Safe Writing to Files in IoT and Industrial Systems

Especially on IoT devices, file corruption on shutdown is a common concern. This article discusses how to write to disk safely in Java, combining disk sync, shutdown hooks, and atomic renaming of files.

Files On Disk Can Still Easily Become Corrupted

For performance optimization, file systems write to disks asynchronously resulting in potential corruption when a hard system shutdowns occurs through power off or crashes.

As this has become a rare experience for desktop and server users, it comes as a surprise to many developers working on IoT devices and industrial computers that hard power cuts are a common operational scenario and storage is far less robust than expected.

General Problem

Operating systems cache writes to storage devices in RAM buffers. Additionally, spinning disks and SSDs have their own RAM buffers for write optimization. To clear buffers and guarantee safe physical storage, file systems provide the sync() command, which cascades through the hierarchy of storage devices.

It should be no surprise that the “sync” call is expensive, even more so on embedded systems where I/O is often slower for cost reasons and even writes to SSD are heavily buffered and delayed for the purpose of reducing wear on the SSD. As calling sync() for every write operation is a no go area due to poor performance in most scenarios, the developer needs to make the correct design choices.

Useful Design Patterns

1. File flush() and sync()
2. Shutdown hooks and SIGTERM versus SIGKILL
3. Atomic renaming of files

File Flush() and Sync()

FileOutputStream.flush() or equivalent calls do not guarantee write to disk. It only ensures that whatever Java internal buffer is held for optimization is flushed to the underlaying storage. While using flush is strongly recommended before closing streams and files, it does not address our safe storage problem.

FileDescriptor.sync() will call sync() on OS level to synchronize the underlying file system buffer and disks. Note that this syncs one whole file system. All buffers, including those created by other programs will be synced.

The performance impact can be large and calls to sync() should be infrequent. If the system has multiple file system or storages, the call will generally only sync() one file system.

The flush() and sync() calls are often mixed up, but both are required to safely write a file to disk:

1. FileOutputStream out = new FileOutputStream(filename); //Open a file
2. BufferedOutputStream bout = new BufferedOutputStream(out);
3. bout.write(….) //repeat in loop - writes optimized through buffering
4. bout.flush(); //pushes our Java side buffers to the OS
5. out.getFD().sync(); //Makes sure all OS and disk buffer out done. Worst case this can take from 100s of ms on a servers to seconds on an embedded device.

Note that we skipped the file close(). We can safely write a portion of a file (e.g. a log) and expect the file system to “repair” our open file after a crash. But skipping the sync() or flush() will potentially leave the data corrupted even if we closed the file nicely.

Shutdown Hooks and SIGTERM vs. SIGKILL

Our application may be asked to shutdown before our naturally reaches a sync() point. As it is impractical to add shutdown related logic in each I/O related code, shutdown hooks run on regular(!) JVM shutdown an allow us to clean up and flush/sync databases and files.

Runtime.getRuntime().addShutdownHook()

Note that Shutdown hooks run during a “soft kill” but do NOT run during a “hard kill” of the JVM.

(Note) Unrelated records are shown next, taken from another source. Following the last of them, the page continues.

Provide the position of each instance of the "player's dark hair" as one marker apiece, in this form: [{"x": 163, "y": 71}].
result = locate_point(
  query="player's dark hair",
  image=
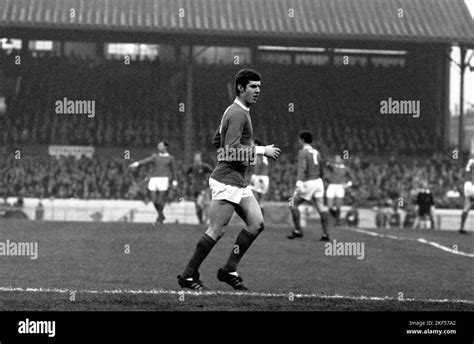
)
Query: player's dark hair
[
  {"x": 163, "y": 142},
  {"x": 244, "y": 76},
  {"x": 306, "y": 136}
]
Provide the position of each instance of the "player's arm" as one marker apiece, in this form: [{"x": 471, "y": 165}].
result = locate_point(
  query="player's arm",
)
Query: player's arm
[
  {"x": 143, "y": 161},
  {"x": 302, "y": 167},
  {"x": 349, "y": 178},
  {"x": 321, "y": 164},
  {"x": 216, "y": 140},
  {"x": 207, "y": 168},
  {"x": 470, "y": 163},
  {"x": 234, "y": 133}
]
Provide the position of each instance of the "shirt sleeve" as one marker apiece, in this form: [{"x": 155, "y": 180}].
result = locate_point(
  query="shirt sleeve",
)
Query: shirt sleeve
[
  {"x": 301, "y": 165},
  {"x": 235, "y": 126}
]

The shutdown hook is triggered by:

1. System.exit()
2. “kill -SIGTERM” which is the default for kill

A Hard shutdown, skipping the shutdown hook, is triggered by:

1. System.halt()
2. “kill -9” or “kill – SIGKILL”

Atomic Renaming of Files

Even with the above design patterns, when something goes wrong, our devices powers off or network connection is broken, files may still be corrupted and incomplete. How can we perform an atomic file operation which guarantees that the reading application always see a correct file?

You may expect that modern file system have transactions or locking mechanism for this purpose but few do and therefore its best not to rely on them. Renaming a file is for all practical purposes atomic on all file systems, local or remote and offers and age old way and portable way out of the dilemma.

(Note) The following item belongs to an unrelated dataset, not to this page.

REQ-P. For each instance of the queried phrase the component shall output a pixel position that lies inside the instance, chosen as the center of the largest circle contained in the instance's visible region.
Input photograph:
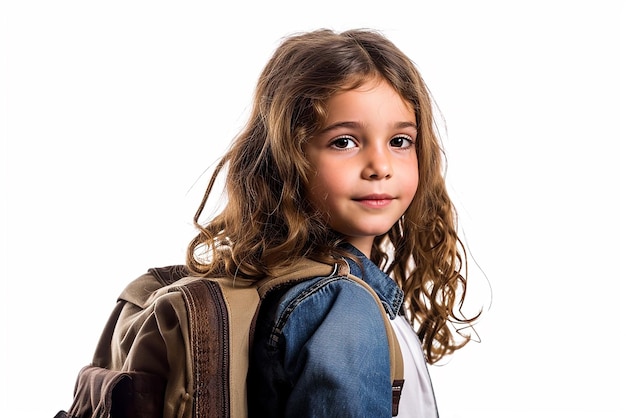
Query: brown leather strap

1. Create and write a temporary file “abcd_temp”
2. (Optionally) Delete “config.dat_old”
3. (Optionally) rename “config.dat” to “config.dat_old”
4. Rename “abcd_temp” to “config.dat”

The above works for local file system as well as network protocos like NFS, SMB FTP, SCP...

Notes

• When the reading application does not find a “config.dat”, it can recover the previous “config.dat_old”.
• This also works when the reading application is polling for files as it can never open a half written file by accident.